Abstract

Heart disease is the largest contributor to death worldwide and research is limited by a lack of adequate human tissue in vitro models. To address this, we developed a protocol for generating 3D, atrial-like engineered cardiac tissue (ECT) comprised of cardiomyocytes (CM) and cardiac fibroblasts, derived from human-induced pluripotent stem cells (hiPSC). Control and atrial-like hiPSC-CM were produced using GiWi differentiation supplemented without and with 0.75 µM retinoic acid, respectively. ECTs were generated using hiPSC-cardiac fibroblasts and Day 30 hiPSC-CM combined in a fibrin matrix and molded via a FlexCell Tissue TrainTM system. ECTs were cultured for 30 days and evaluated for action potentials (AP) as well as mRNA and protein expression profiles. A subset of control ECTs were cyclically and incrementally stretched for 7 days up to 18% elongation. Stretch-induced changes were evaluated via transmission electron microscopy (TEM) and cell culture medium (LC-MS/MS). Atrial-like ECTs recapitulated various atrial phenotypes. They exhibit an atrial-like electrophysiology with a shorter AP duration and increased repolarization fraction (p<0.05). Atrial-like ECT show atrial-specific mRNA/protein expression, such as lower ventricular-like MYL2 and higher atrial-like MYL7 levels (p<0.05).

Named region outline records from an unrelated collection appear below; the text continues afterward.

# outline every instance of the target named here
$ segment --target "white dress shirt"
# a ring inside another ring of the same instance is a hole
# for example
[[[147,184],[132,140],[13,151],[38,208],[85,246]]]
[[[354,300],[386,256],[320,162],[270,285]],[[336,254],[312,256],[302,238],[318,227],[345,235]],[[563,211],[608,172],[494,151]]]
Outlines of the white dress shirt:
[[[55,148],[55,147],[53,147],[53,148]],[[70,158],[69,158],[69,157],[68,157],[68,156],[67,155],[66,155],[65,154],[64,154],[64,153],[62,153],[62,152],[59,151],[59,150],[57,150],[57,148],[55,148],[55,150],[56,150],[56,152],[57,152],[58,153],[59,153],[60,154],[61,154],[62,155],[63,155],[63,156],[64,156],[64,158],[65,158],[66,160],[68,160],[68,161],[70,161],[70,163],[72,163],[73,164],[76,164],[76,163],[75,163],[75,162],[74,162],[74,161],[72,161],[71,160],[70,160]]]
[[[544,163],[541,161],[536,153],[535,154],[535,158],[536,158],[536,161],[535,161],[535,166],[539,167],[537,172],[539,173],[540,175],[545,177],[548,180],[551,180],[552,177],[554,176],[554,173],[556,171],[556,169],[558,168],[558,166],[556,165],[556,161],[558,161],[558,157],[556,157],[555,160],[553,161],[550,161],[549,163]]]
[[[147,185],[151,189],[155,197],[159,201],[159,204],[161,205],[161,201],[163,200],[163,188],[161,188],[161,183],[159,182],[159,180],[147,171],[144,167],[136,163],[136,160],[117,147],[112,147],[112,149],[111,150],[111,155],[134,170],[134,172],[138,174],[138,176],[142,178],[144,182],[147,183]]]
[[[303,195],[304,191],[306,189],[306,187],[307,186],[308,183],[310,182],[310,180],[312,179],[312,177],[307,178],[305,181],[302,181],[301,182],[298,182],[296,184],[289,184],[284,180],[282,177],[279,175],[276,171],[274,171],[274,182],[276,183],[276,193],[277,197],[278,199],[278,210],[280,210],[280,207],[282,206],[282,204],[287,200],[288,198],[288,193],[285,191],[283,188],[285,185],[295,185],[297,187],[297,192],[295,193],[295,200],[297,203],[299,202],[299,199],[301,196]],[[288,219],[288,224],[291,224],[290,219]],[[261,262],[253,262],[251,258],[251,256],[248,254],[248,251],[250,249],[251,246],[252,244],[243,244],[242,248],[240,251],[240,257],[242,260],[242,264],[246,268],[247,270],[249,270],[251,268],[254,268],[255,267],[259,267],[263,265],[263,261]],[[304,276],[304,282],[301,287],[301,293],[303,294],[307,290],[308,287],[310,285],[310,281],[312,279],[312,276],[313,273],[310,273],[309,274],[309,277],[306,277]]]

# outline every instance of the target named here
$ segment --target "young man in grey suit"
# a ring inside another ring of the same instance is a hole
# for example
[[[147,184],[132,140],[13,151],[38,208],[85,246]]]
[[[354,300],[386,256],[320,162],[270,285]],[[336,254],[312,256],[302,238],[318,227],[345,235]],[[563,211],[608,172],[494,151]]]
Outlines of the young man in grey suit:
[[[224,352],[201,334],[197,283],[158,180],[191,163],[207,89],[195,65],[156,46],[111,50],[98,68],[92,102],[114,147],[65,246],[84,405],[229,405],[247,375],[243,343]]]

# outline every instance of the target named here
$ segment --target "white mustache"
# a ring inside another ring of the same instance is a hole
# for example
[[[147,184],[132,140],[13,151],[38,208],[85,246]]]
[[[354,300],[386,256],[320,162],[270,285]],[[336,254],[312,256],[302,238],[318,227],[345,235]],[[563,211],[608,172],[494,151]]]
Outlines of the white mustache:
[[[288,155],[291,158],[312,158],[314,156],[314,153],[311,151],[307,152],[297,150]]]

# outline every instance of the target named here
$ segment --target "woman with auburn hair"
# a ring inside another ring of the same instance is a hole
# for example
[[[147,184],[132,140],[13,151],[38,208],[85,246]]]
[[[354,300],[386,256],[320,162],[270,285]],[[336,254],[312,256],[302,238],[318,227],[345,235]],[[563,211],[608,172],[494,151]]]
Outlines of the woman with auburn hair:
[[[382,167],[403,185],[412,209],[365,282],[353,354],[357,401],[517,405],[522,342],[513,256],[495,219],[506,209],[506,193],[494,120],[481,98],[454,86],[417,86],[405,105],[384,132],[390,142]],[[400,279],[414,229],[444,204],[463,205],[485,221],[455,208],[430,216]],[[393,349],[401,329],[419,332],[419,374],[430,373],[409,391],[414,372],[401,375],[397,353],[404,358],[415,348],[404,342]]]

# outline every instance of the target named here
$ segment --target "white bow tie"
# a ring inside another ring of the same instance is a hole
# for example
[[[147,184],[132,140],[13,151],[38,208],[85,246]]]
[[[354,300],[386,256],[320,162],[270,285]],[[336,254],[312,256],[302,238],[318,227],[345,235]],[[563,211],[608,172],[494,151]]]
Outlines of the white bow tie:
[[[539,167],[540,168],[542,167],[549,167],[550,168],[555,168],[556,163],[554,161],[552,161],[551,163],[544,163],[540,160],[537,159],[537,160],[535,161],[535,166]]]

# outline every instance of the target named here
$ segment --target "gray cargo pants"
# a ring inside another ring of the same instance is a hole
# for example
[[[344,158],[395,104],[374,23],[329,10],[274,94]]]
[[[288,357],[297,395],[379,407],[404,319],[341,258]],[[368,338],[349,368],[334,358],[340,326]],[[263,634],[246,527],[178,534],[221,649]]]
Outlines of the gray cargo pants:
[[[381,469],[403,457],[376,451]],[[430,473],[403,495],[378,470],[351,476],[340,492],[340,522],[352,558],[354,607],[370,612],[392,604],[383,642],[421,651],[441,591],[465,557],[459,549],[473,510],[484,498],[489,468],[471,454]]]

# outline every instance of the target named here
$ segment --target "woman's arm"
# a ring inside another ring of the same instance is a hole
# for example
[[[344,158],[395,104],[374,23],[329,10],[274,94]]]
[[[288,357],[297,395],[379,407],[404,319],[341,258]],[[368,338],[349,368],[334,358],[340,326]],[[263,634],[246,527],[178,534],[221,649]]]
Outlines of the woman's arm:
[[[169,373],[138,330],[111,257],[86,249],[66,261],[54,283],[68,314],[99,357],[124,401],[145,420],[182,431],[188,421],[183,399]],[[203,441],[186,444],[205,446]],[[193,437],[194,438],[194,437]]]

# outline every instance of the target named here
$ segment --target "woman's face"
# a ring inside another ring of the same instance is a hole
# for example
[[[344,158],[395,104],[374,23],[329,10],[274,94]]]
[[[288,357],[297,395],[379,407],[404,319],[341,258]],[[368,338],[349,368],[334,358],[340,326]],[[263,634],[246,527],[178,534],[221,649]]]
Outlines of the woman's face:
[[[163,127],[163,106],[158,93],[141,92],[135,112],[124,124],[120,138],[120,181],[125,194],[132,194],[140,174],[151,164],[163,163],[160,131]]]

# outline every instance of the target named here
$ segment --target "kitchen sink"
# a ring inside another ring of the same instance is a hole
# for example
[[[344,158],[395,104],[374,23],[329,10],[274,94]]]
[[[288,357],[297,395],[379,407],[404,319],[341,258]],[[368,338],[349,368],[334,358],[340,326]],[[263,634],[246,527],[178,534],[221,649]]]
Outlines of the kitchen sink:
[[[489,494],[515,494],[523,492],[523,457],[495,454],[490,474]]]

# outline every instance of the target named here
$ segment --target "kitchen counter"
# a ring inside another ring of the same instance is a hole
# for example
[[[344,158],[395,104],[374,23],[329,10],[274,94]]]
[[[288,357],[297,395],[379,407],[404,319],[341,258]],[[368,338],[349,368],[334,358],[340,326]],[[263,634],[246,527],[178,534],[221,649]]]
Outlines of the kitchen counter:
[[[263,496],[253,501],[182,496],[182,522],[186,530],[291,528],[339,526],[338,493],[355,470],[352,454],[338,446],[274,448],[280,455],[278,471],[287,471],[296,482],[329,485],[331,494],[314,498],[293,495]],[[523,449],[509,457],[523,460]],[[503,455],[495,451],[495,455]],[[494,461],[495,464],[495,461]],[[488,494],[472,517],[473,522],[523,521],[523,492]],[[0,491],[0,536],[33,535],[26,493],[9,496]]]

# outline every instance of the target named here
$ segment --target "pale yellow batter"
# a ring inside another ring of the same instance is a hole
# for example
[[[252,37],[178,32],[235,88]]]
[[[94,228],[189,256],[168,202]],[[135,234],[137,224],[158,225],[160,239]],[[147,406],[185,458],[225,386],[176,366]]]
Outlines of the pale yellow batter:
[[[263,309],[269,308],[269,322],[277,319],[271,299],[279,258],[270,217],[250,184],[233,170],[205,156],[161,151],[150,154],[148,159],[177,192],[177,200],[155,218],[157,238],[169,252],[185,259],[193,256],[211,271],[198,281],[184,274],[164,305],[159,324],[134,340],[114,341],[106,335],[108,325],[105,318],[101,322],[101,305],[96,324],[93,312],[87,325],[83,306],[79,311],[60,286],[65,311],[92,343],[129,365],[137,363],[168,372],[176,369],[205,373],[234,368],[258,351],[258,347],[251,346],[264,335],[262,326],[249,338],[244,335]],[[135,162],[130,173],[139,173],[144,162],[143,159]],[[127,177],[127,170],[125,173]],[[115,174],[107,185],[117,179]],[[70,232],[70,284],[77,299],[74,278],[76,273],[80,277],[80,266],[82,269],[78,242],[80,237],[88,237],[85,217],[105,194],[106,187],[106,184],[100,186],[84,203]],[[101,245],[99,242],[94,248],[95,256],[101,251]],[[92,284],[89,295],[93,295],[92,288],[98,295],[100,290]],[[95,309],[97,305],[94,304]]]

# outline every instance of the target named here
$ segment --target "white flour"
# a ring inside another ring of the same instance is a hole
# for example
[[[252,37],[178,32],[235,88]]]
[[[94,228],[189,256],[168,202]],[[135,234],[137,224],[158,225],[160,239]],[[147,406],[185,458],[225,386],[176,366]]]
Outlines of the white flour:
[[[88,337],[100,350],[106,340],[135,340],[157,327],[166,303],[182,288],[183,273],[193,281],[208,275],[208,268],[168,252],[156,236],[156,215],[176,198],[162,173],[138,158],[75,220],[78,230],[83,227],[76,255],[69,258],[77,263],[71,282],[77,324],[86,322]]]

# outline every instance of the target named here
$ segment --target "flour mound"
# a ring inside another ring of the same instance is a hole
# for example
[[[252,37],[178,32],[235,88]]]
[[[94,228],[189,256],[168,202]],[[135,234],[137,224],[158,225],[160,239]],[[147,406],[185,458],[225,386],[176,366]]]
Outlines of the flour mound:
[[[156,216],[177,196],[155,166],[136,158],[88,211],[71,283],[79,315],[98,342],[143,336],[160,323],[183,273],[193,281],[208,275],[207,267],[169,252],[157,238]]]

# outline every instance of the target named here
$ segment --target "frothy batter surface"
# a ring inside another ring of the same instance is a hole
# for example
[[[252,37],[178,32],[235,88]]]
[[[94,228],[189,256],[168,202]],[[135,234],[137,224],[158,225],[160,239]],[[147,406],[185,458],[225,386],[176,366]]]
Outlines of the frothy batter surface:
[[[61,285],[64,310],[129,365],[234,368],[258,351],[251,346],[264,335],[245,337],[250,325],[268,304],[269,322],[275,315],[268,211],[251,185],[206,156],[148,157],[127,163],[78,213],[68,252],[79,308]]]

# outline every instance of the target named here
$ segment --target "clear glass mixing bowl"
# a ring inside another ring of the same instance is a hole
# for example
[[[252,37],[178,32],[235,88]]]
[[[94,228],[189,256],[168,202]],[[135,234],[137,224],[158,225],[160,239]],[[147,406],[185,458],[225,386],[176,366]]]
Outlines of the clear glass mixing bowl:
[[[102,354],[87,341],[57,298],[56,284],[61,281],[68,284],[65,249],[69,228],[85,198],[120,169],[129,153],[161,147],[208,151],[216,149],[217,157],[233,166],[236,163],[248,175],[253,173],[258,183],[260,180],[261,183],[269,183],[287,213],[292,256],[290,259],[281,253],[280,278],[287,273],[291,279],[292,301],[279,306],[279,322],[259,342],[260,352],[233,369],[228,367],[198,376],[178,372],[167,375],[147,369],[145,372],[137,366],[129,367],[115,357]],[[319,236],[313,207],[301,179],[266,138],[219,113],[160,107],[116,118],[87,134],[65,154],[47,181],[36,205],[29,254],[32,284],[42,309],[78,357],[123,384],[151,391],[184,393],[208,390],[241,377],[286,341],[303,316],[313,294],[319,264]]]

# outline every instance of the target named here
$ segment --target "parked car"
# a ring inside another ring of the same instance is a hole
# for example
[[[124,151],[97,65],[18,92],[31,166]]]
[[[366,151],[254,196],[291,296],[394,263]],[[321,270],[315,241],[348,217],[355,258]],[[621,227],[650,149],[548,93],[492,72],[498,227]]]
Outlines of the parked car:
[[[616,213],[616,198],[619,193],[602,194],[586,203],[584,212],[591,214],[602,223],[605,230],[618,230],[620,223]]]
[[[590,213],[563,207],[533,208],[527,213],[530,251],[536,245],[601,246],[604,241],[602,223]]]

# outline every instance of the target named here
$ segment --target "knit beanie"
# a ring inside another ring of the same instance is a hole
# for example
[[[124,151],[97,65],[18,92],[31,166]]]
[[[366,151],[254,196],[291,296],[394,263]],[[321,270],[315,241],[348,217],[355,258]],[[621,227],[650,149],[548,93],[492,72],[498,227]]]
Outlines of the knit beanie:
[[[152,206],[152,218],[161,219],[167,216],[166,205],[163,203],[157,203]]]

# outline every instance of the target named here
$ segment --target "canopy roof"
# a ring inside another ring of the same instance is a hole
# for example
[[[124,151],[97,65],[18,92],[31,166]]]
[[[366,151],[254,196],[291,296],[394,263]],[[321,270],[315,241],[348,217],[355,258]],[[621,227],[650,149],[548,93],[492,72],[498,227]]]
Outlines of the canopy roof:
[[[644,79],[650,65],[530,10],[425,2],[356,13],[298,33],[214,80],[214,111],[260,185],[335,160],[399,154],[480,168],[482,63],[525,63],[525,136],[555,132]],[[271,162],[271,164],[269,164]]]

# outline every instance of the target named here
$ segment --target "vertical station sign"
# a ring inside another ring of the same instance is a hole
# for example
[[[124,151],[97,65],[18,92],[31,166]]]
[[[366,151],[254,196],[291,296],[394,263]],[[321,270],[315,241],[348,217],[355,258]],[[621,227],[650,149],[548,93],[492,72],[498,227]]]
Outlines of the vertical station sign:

They also demonstrate distinct contraction mechanics with faster kinetics (p<0.05) and decreased normalized contraction force, compared to control ECT. Cyclic stretch reduced cardiomyocyte membrane convolution index (estimating membrane tension) and caveolae membrane structure density (p<0.05). The latter was rescued via neutral sphingomyelinase inhibitor GW4869 (20 µM, p<0.05). LC-MS/MS of stretch-conditioned culture medium revealed decreases in relative sphingomyelins and phosphatidylcholines (p<0.05), ostensibly indicating membrane damage which was reversed by GW4869. Overall, our findings demonstrate retinoic acid-induced atrial-like phenotypes in hiPSC-CM are sustained in ECT form. We also introduce a novel ECT stretch protocol that recapitulates changes observed in animal models of heart pressure overload.